Withdrawal from Revaluation Reserve— Effect on ‘book profit’U/s.115jb

By Kishor Karia | Chartered Accountant
Atul Jasani | Advocate
Reading Time 17 mins

Closements

Introduction :

1.1 S. 115JB was introduced by the Finance Act,
2000 with effect from A.Y. 2001-02, which, in substance, provides that if the
income-tax payable on Total Income is less than 7.5% of the ‘Book Profit’ of the
Company, then the ‘Book Profit’ shall be deemed to be the Total Income of the
assessee, on which tax is payable @ 7.5% (this rate is subsequently increased
from time to time and presently the same is 18% from A.Y. 2011-12).
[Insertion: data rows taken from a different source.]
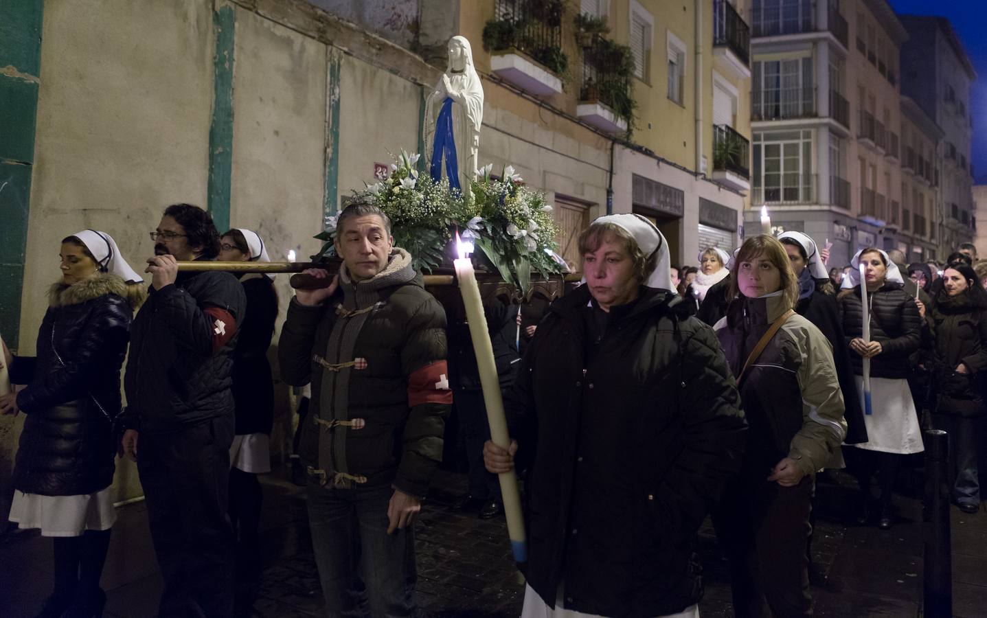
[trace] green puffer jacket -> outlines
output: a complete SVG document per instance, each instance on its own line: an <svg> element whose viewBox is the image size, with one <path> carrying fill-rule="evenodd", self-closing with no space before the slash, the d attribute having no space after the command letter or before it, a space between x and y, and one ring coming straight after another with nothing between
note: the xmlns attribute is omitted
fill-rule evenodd
<svg viewBox="0 0 987 618"><path fill-rule="evenodd" d="M292 299L278 345L281 376L312 383L299 456L324 485L393 485L423 497L442 459L452 404L445 312L395 249L370 279L345 267L325 304Z"/></svg>

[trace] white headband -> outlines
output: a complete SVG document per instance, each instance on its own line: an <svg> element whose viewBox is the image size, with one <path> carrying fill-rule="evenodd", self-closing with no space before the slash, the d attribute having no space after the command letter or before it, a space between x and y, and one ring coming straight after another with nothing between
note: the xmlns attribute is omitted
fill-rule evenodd
<svg viewBox="0 0 987 618"><path fill-rule="evenodd" d="M642 253L650 258L657 252L657 264L654 270L647 273L643 285L656 289L674 289L672 287L672 260L668 253L668 243L653 223L640 214L608 214L591 223L591 225L611 223L623 228L634 238Z"/></svg>
<svg viewBox="0 0 987 618"><path fill-rule="evenodd" d="M240 230L240 233L244 235L244 240L247 241L247 249L250 251L250 261L251 262L270 262L270 258L267 257L267 248L264 246L264 240L261 235L254 230L248 230L245 227L234 228ZM265 272L265 274L273 279L274 275L270 272Z"/></svg>
<svg viewBox="0 0 987 618"><path fill-rule="evenodd" d="M110 234L96 230L83 230L72 234L72 236L82 241L89 253L93 254L101 270L115 274L127 283L144 281L144 277L137 274L120 255L116 241Z"/></svg>
<svg viewBox="0 0 987 618"><path fill-rule="evenodd" d="M851 289L861 284L861 254L864 253L865 249L861 249L854 254L854 259L850 261L850 266L853 268L850 269L848 276L843 278L843 283L840 284L840 289ZM893 283L905 282L905 280L901 278L901 270L898 270L898 265L891 262L891 259L887 257L886 253L880 249L871 249L869 251L876 251L880 255L884 256L884 262L887 264L887 274L884 276L885 281L891 281Z"/></svg>
<svg viewBox="0 0 987 618"><path fill-rule="evenodd" d="M802 251L805 252L805 260L807 262L805 266L808 268L809 272L812 273L812 278L825 279L829 277L829 272L826 271L826 265L822 263L819 257L819 249L816 247L814 240L801 232L782 232L778 235L778 240L785 240L786 238L798 243Z"/></svg>

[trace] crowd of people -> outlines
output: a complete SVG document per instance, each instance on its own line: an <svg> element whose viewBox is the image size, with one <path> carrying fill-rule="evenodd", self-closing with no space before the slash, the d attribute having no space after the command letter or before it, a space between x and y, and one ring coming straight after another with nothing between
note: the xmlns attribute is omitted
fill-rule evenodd
<svg viewBox="0 0 987 618"><path fill-rule="evenodd" d="M9 518L53 537L39 616L102 614L117 456L137 463L161 616L241 613L260 577L274 275L178 263L268 262L265 242L190 204L151 239L145 287L110 234L66 236L36 355L3 349L18 386L0 412L27 415ZM526 618L698 616L708 515L737 616L810 615L816 475L846 467L861 523L891 527L923 427L949 431L952 498L979 508L987 262L972 246L945 265L866 247L827 270L824 249L786 232L676 269L647 219L600 217L579 237L584 284L485 307L507 447L489 439L466 325L387 215L350 204L335 246L339 273L306 270L317 285L287 301L277 346L280 378L309 393L295 450L328 616L417 613L414 520L454 401L465 502L497 516L494 475L524 480Z"/></svg>

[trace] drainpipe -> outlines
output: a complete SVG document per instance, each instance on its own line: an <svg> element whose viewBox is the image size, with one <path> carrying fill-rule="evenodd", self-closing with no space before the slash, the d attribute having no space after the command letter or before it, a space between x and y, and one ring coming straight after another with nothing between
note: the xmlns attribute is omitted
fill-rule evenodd
<svg viewBox="0 0 987 618"><path fill-rule="evenodd" d="M709 0L695 0L696 8L696 62L693 74L696 82L696 173L703 172L703 3Z"/></svg>

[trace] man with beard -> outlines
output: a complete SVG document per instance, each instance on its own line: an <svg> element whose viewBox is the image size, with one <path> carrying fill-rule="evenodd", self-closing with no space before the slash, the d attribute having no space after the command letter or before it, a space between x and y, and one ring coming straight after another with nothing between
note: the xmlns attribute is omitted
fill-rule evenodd
<svg viewBox="0 0 987 618"><path fill-rule="evenodd" d="M178 270L179 261L219 253L205 210L168 206L151 239L151 289L130 327L122 452L137 462L147 500L165 580L159 615L229 616L231 352L247 300L232 274Z"/></svg>

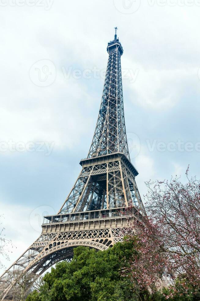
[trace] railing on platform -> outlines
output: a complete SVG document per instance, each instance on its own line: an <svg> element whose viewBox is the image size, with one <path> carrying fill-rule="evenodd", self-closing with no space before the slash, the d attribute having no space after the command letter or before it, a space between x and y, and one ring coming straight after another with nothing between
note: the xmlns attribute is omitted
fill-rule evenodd
<svg viewBox="0 0 200 301"><path fill-rule="evenodd" d="M43 225L104 219L119 217L133 217L141 220L143 215L135 207L130 208L123 207L44 216Z"/></svg>

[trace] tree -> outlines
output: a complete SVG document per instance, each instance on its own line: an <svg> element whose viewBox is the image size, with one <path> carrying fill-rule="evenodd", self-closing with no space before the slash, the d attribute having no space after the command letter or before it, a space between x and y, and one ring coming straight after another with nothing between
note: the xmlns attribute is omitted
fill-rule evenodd
<svg viewBox="0 0 200 301"><path fill-rule="evenodd" d="M74 249L70 263L57 264L44 277L44 284L27 298L28 301L63 300L141 300L131 274L121 275L134 253L132 240L116 244L112 248L97 252L80 247Z"/></svg>
<svg viewBox="0 0 200 301"><path fill-rule="evenodd" d="M140 288L155 291L161 279L181 279L182 291L200 287L200 181L188 177L148 182L148 217L135 221L131 234L137 235L139 256L130 262L132 276ZM180 291L175 283L174 291ZM183 292L183 291L182 292Z"/></svg>
<svg viewBox="0 0 200 301"><path fill-rule="evenodd" d="M2 216L0 215L0 219L2 218ZM11 243L10 240L8 240L5 238L5 236L3 234L3 231L5 228L3 227L1 227L2 223L0 223L0 268L2 268L3 265L2 263L2 259L1 257L5 257L6 259L9 260L9 257L8 255L7 250L6 248L9 243Z"/></svg>

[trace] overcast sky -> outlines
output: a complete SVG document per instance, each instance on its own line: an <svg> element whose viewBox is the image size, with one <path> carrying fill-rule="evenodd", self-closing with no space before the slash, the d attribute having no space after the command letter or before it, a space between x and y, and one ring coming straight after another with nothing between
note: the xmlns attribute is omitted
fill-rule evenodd
<svg viewBox="0 0 200 301"><path fill-rule="evenodd" d="M114 27L125 115L144 182L200 177L200 2L0 0L0 214L17 248L73 185L96 122Z"/></svg>

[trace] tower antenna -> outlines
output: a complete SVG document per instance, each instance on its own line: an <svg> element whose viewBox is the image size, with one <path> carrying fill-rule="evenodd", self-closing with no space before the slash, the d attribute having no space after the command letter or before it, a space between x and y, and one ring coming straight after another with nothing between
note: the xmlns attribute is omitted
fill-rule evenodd
<svg viewBox="0 0 200 301"><path fill-rule="evenodd" d="M114 27L115 29L115 40L117 40L117 29L118 29L117 27Z"/></svg>

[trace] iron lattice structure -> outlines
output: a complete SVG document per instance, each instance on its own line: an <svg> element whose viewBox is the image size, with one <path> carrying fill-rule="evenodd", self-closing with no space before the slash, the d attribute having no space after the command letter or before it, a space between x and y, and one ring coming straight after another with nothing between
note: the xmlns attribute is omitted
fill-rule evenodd
<svg viewBox="0 0 200 301"><path fill-rule="evenodd" d="M102 98L87 157L81 161L82 170L57 214L44 217L40 236L1 276L2 300L13 297L19 279L8 280L14 272L18 272L14 273L18 278L27 272L41 275L56 263L71 260L78 246L105 250L122 240L132 218L141 219L146 214L135 182L138 173L128 151L121 67L123 51L116 30L107 51Z"/></svg>

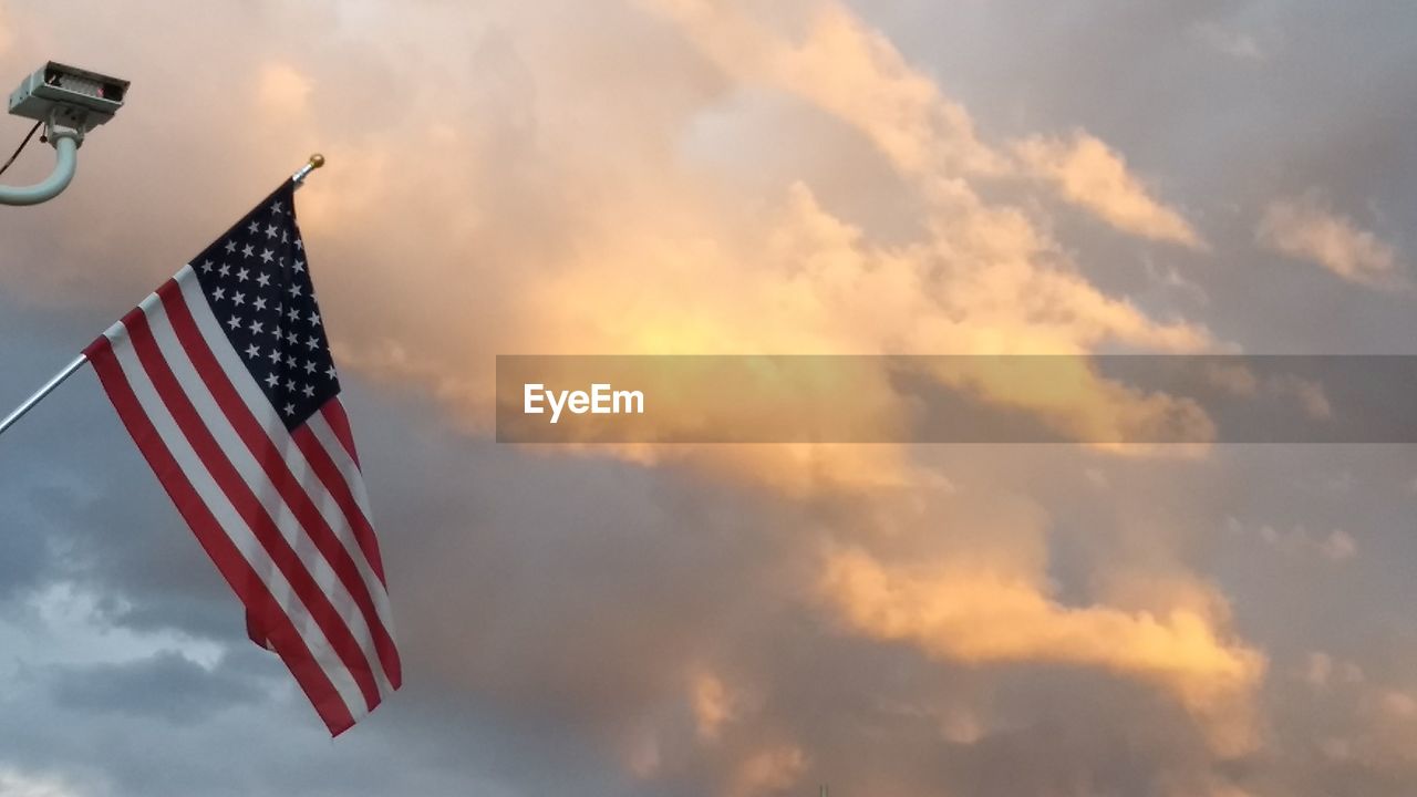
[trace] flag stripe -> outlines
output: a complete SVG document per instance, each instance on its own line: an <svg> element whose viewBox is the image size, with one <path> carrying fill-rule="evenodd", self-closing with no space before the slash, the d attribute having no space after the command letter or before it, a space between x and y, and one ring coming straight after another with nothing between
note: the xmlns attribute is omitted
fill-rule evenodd
<svg viewBox="0 0 1417 797"><path fill-rule="evenodd" d="M180 278L181 275L179 275L179 279ZM310 494L306 491L306 486L319 488L319 484L299 484L292 472L290 462L288 461L289 455L293 454L293 450L288 442L288 433L285 431L285 427L276 423L268 424L266 428L262 428L262 424L256 420L251 407L242 401L232 381L227 379L228 372L224 372L217 363L213 352L214 347L208 346L207 340L197 330L196 321L184 302L180 285L173 281L160 288L157 294L163 301L163 309L166 309L166 313L162 313L162 319L164 323L170 323L176 342L186 353L186 356L179 352L167 353L169 360L187 362L193 369L196 369L198 379L181 381L184 384L190 384L188 390L193 396L198 394L198 391L194 390L197 384L205 384L207 393L215 408L208 418L208 424L213 428L228 425L234 434L241 438L241 444L232 444L230 448L237 451L247 450L251 454L251 458L247 458L251 464L247 468L248 481L256 482L261 479L258 474L251 472L261 471L265 476L265 482L275 486L276 494L282 499L282 508L288 511L293 509L293 519L299 520L299 526L295 526L293 523L283 525L288 536L299 535L302 530L309 536L320 557L320 562L317 562L315 567L323 566L323 570L330 572L333 577L337 577L339 587L343 587L339 589L334 583L324 583L326 579L320 579L322 589L329 591L332 596L340 596L351 600L354 607L357 607L360 621L357 624L349 623L350 618L346 618L346 621L351 625L351 630L359 638L364 638L366 634L363 634L363 631L367 631L373 651L366 648L366 655L371 662L380 662L380 668L376 675L378 675L380 679L387 679L380 685L381 691L390 691L391 682L397 684L398 681L400 662L394 640L385 628L387 606L378 606L376 603L374 596L370 594L370 580L360 573L359 563L351 556L349 547L339 539L323 515L320 515L310 498ZM221 342L217 345L220 346ZM286 445L276 445L272 442L272 437L286 437ZM242 444L244 448L241 448ZM310 481L313 482L315 479ZM340 518L340 520L346 519ZM312 572L315 567L312 567ZM384 597L381 589L374 589L373 591L380 598ZM368 655L371 652L373 655Z"/></svg>
<svg viewBox="0 0 1417 797"><path fill-rule="evenodd" d="M176 282L179 284L183 298L186 299L187 308L191 313L193 322L197 325L198 332L207 340L222 340L221 325L217 322L215 315L211 312L201 288L191 279L191 268L186 268L179 272ZM255 380L251 377L249 372L245 370L241 359L230 346L215 345L211 347L213 356L217 357L221 369L231 376L231 384L237 389L242 401L248 407L252 407L256 417L273 417L275 408L265 401L265 396L261 393ZM336 396L336 401L339 397ZM310 416L306 425L319 425L320 413ZM272 434L279 434L273 427L282 425L278 420L271 420L268 424ZM282 438L283 440L283 438ZM319 481L322 485L327 485L329 479L326 475L316 475L313 464L306 459L303 450L286 450L286 461L295 471L296 478L300 484L312 484L309 479ZM354 539L344 539L346 547L350 549L353 554L356 547L359 556L356 559L360 562L361 572L363 567L370 567L373 573L380 580L380 596L383 597L383 583L384 572L378 556L378 543L374 540L374 530L368 522L368 509L364 502L364 481L359 476L359 471L351 471L346 474L346 484L339 492L323 489L310 489L312 495L319 494L316 505L320 506L320 512L324 515L326 520L332 526L339 528L341 532L349 532ZM322 501L322 499L329 501ZM343 535L341 535L343 536ZM385 618L385 627L390 627ZM390 632L393 628L390 627Z"/></svg>
<svg viewBox="0 0 1417 797"><path fill-rule="evenodd" d="M368 525L368 520L360 511L360 501L350 489L344 474L341 474L339 467L334 464L334 458L330 457L329 448L316 440L309 423L295 430L290 434L290 438L295 440L295 444L300 448L300 452L305 454L305 458L310 462L315 474L320 478L320 482L324 484L324 488L330 491L336 503L339 503L340 509L343 509L344 515L350 519L350 528L354 532L354 539L364 552L364 557L370 562L370 567L374 569L374 573L383 583L384 563L378 559L378 543L374 540L374 528Z"/></svg>
<svg viewBox="0 0 1417 797"><path fill-rule="evenodd" d="M295 183L85 349L159 482L337 736L402 682Z"/></svg>
<svg viewBox="0 0 1417 797"><path fill-rule="evenodd" d="M211 557L217 570L241 601L268 621L268 628L285 651L282 659L330 733L339 735L353 726L354 716L330 672L320 665L310 645L306 644L305 634L296 627L286 607L276 598L275 591L247 559L237 545L237 537L228 533L188 479L187 474L196 472L196 469L190 468L190 462L187 467L179 462L177 455L167 445L166 437L157 431L153 414L137 398L111 339L108 336L99 338L85 350L85 356L94 363L94 370L115 410L118 410L119 418L153 468L163 489L177 506L177 512L193 529L207 556Z"/></svg>
<svg viewBox="0 0 1417 797"><path fill-rule="evenodd" d="M159 398L177 423L177 428L187 437L198 459L207 465L214 482L232 505L237 516L245 522L247 528L259 540L271 563L295 587L296 597L305 606L316 625L319 625L326 640L333 645L334 654L349 668L364 701L373 709L378 705L380 695L371 665L364 658L359 640L354 638L354 634L340 618L339 610L330 601L330 596L320 589L320 584L316 583L310 572L305 569L299 554L296 554L290 543L281 535L281 529L276 528L275 520L271 519L265 506L256 499L251 485L241 478L239 471L231 464L221 444L213 437L211 428L201 421L188 393L181 389L167 362L163 359L162 352L159 352L157 343L153 340L147 326L147 316L139 313L132 321L125 322L125 326L129 330L129 340L142 369L147 373L147 379L156 389Z"/></svg>
<svg viewBox="0 0 1417 797"><path fill-rule="evenodd" d="M394 628L391 613L388 610L387 587L384 586L385 580L383 562L378 554L378 542L374 539L374 529L368 522L368 505L364 496L364 481L360 478L359 471L353 468L340 471L339 467L330 468L324 465L324 461L332 457L333 459L347 461L347 458L343 457L343 447L329 440L317 447L329 450L320 451L324 457L320 457L317 461L312 461L309 458L313 450L300 444L300 430L296 430L296 434L283 431L283 424L273 417L275 408L271 407L249 372L245 370L235 350L232 350L231 346L222 345L225 338L221 333L221 325L211 312L200 285L197 285L196 279L193 279L191 268L188 267L179 271L174 282L181 291L186 309L188 311L193 325L196 326L196 333L207 342L215 342L208 350L215 357L218 367L231 377L230 384L235 389L241 401L251 408L258 418L262 416L271 418L262 425L272 437L279 438L282 442L288 437L295 440L296 445L293 448L289 445L279 445L285 454L286 465L295 474L296 481L305 486L312 498L315 498L316 506L319 506L322 516L330 528L341 532L339 535L340 540L356 560L364 581L374 593L374 601L378 607L383 625L388 635L393 637ZM339 401L339 397L336 396L327 401L326 406L333 401ZM302 427L302 430L310 427L320 430L324 425L320 418L322 413L310 416L310 420L305 427ZM317 464L320 467L316 467ZM330 486L332 484L333 488ZM393 681L397 686L400 684L398 662L395 659L390 664L393 667L385 668L385 672L388 674L390 681Z"/></svg>

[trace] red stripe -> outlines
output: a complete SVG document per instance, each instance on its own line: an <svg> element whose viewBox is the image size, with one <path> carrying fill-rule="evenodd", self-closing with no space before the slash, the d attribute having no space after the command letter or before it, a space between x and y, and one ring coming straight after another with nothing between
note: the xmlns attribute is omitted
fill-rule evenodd
<svg viewBox="0 0 1417 797"><path fill-rule="evenodd" d="M251 485L241 478L241 474L211 435L211 430L207 428L201 416L197 414L181 383L173 376L167 360L163 359L162 352L157 349L157 342L147 326L147 316L136 316L133 321L125 323L125 326L128 328L133 352L143 364L147 379L153 383L167 411L171 413L177 427L187 437L187 442L191 444L197 457L211 471L217 486L221 488L237 513L251 528L271 557L271 562L279 567L281 573L285 574L286 580L295 589L295 594L324 632L334 654L350 671L360 692L363 692L364 702L373 710L380 702L378 685L370 662L364 658L364 651L359 645L359 640L350 632L349 625L344 624L334 604L330 603L329 596L320 590L315 577L305 569L295 549L281 535L281 529L276 528L275 520L271 519L265 506L261 505L261 501L251 491Z"/></svg>
<svg viewBox="0 0 1417 797"><path fill-rule="evenodd" d="M221 363L213 355L207 339L197 329L197 322L191 316L191 308L187 306L181 288L176 282L170 288L164 285L157 289L157 295L163 301L163 308L167 311L167 321L171 323L179 343L187 352L187 357L197 369L197 374L205 383L213 398L215 398L221 413L231 421L232 428L247 444L247 448L251 450L252 457L261 462L266 478L281 494L281 498L285 499L285 503L295 513L296 520L315 542L316 549L330 563L330 567L350 593L350 597L354 598L360 614L364 615L364 623L373 634L374 650L378 654L384 674L388 676L390 684L397 688L401 684L398 648L378 617L378 610L374 607L374 600L370 594L371 586L364 581L354 557L329 526L315 501L310 499L310 495L295 478L295 474L290 472L285 455L271 441L271 435L261 427L251 407L247 406L235 386L231 384L227 372L222 370ZM347 518L346 522L349 522Z"/></svg>
<svg viewBox="0 0 1417 797"><path fill-rule="evenodd" d="M384 580L384 560L378 554L378 539L374 537L374 528L364 518L364 512L359 508L354 494L350 492L350 485L344 481L344 474L340 472L339 465L330 458L330 452L324 450L324 444L315 437L315 433L307 425L302 425L290 433L290 440L300 447L300 452L305 454L310 469L315 471L315 475L320 476L324 489L340 505L340 512L344 512L344 516L349 518L350 528L354 529L354 540L359 542L360 550L364 552L364 559L368 560L370 569L374 570L374 574L378 576L378 583L384 584L384 590L387 591L388 581Z"/></svg>
<svg viewBox="0 0 1417 797"><path fill-rule="evenodd" d="M241 603L252 613L262 617L265 628L271 632L272 641L281 651L281 661L290 669L295 682L315 705L316 713L330 729L333 736L339 736L354 725L354 718L340 698L339 691L330 681L324 669L310 655L305 640L300 638L295 624L281 608L281 604L271 594L271 590L261 581L251 563L241 556L235 543L213 516L211 509L201 501L197 491L187 481L177 459L173 458L162 435L153 427L142 404L133 394L122 366L113 355L113 347L108 338L99 338L84 350L84 355L94 363L103 391L118 410L118 417L128 428L137 450L153 468L157 481L167 491L169 498L177 506L177 512L196 535L197 542L215 563L217 570L231 586Z"/></svg>
<svg viewBox="0 0 1417 797"><path fill-rule="evenodd" d="M344 403L340 401L339 396L336 396L320 407L320 414L324 416L324 423L330 424L330 428L334 430L336 440L340 441L340 445L344 447L344 452L350 455L350 459L354 461L354 467L359 468L359 451L354 450L354 431L350 430L350 417L344 414Z"/></svg>

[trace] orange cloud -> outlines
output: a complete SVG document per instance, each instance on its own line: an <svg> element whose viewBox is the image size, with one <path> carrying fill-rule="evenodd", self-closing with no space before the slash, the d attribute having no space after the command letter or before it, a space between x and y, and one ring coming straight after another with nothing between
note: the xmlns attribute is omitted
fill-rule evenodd
<svg viewBox="0 0 1417 797"><path fill-rule="evenodd" d="M1335 213L1318 191L1270 203L1255 230L1261 245L1306 260L1372 288L1407 284L1397 251L1352 218Z"/></svg>
<svg viewBox="0 0 1417 797"><path fill-rule="evenodd" d="M1124 233L1193 250L1206 244L1175 210L1152 199L1112 147L1081 130L1071 140L1032 138L1015 145L1024 169L1051 182L1070 203Z"/></svg>
<svg viewBox="0 0 1417 797"><path fill-rule="evenodd" d="M1195 607L1166 614L1066 607L1017 577L891 567L859 549L829 553L820 590L860 634L965 664L1063 664L1136 678L1193 712L1217 750L1258 743L1250 701L1265 659Z"/></svg>

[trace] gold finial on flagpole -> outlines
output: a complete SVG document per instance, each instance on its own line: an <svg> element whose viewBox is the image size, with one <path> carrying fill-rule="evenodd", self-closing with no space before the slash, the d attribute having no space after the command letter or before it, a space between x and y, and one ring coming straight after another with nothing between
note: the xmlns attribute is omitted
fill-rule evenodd
<svg viewBox="0 0 1417 797"><path fill-rule="evenodd" d="M324 156L316 152L309 160L305 162L305 166L302 166L299 172L290 176L290 179L299 186L305 182L310 172L315 172L320 166L324 166Z"/></svg>

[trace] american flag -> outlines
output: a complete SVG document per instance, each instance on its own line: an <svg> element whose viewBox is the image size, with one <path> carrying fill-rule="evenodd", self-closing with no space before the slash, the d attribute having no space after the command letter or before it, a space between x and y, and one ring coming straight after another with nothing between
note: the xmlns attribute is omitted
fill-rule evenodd
<svg viewBox="0 0 1417 797"><path fill-rule="evenodd" d="M288 180L84 350L339 736L400 686L384 567Z"/></svg>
This
position emerges on account of subsequent amendment made in S. 115JB by the
Finance Act, 2002 with retrospective effect from A.Y. 2001-02. Accordingly, in
such cases, u/s.115JB Minimum Alternative Tax (MAT) is payable by the Company.
S. 115JB is the successor of S. 115JA, which was introduced by the Finance (No.
2) Act, 1996 with effect from 1997-98 and which continued up to A.Y. 2000-01.
Originally, for the purpose of levy of MAT, S. 115J was introduced by the
Finance Act, 1987 with effect from A.Y. 1988-89, which continued up to A.Y.
1990-91.

1.2 Basically, all the abovereferred three
provisions enacted for the purpose of levy of MAT are on similar line with one
major difference that u/s.115JB MAT liability is to be worked out at 7.5% of the
‘Book Profit’ and the ‘Book Profit’ is deemed to be Total Income, whereas in the
earlier provisions, 30% of the ‘Book Profit’ was deemed to be the Total Income
in cases where the Total Income of the Company was found to be less than 30% of
its ‘Book Profit’. This and certain other differences in such provisions are not
relevant for the purpose of this write-up.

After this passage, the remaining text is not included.